Specifically, the application for first-line use was accepted and granted Priority Review for the treatment of these patients who are ineligible for cisplatin-containing therapy. The application for second-line use also was accepted and granted Priority Review for these patients with disease progression on or after platinum-containing chemotherapy. The PDUFA, or target action, date for both applications is June 14, 2017.
The FDA previously granted Breakthrough Therapy Designation to pembrolizumab for the second-line treatment of patients with locally advanced or metastatic urothelial cancer with disease progression on or after platinum-containing chemotherapy.
The applications, which are seeking approval for pembrolizumab monotherapy at a dose of 200 mg administered by IV every 3 weeks, are based on data from the phase II KEYNOTE-052 trial and the phase III KEYNOTE-045 trial, respectively.
KEYNOTE-052 is an open-label study investigating pembrolizumab as a first-line treatment in patients with locally advanced or metastatic urothelial cancer who are ineligible for cisplatin-containing therapy. KEYNOTE-045 is a randomized study investigating pembrolizumab as a second-line therapy compared to investigator-choice chemotherapy (paclitaxel, docetaxel, vinflunine) in patients with locally advanced or metastatic urothelial cancer that has recurred or progressed on or after platinum-containing chemotherapy. In October 2016, the trial met its co-primary endpoint of overall survival and was stopped early at the recommendation of an independent Data Monitoring Committee.

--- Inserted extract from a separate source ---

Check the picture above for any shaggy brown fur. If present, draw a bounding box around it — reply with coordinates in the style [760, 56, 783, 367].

Pembrolizumab is being evaluated in over 30 tumor types in more than 400 clinical trials, at least half of which combine the drug with other cancer treatments. Pembrolizumab is a humanized monoclonal antibody that works by increasing the ability of the body's immune system to help detect and fight tumor cells. It blocks the interaction between PD-1 and its ligands, PD-L1 and PD-L2, thereby activating T lymphocytes that may affect both tumor cells and healthy cells. Pembrolizumab is administered as an IV infusion over 30 minutes every 3 weeks for the approved indications.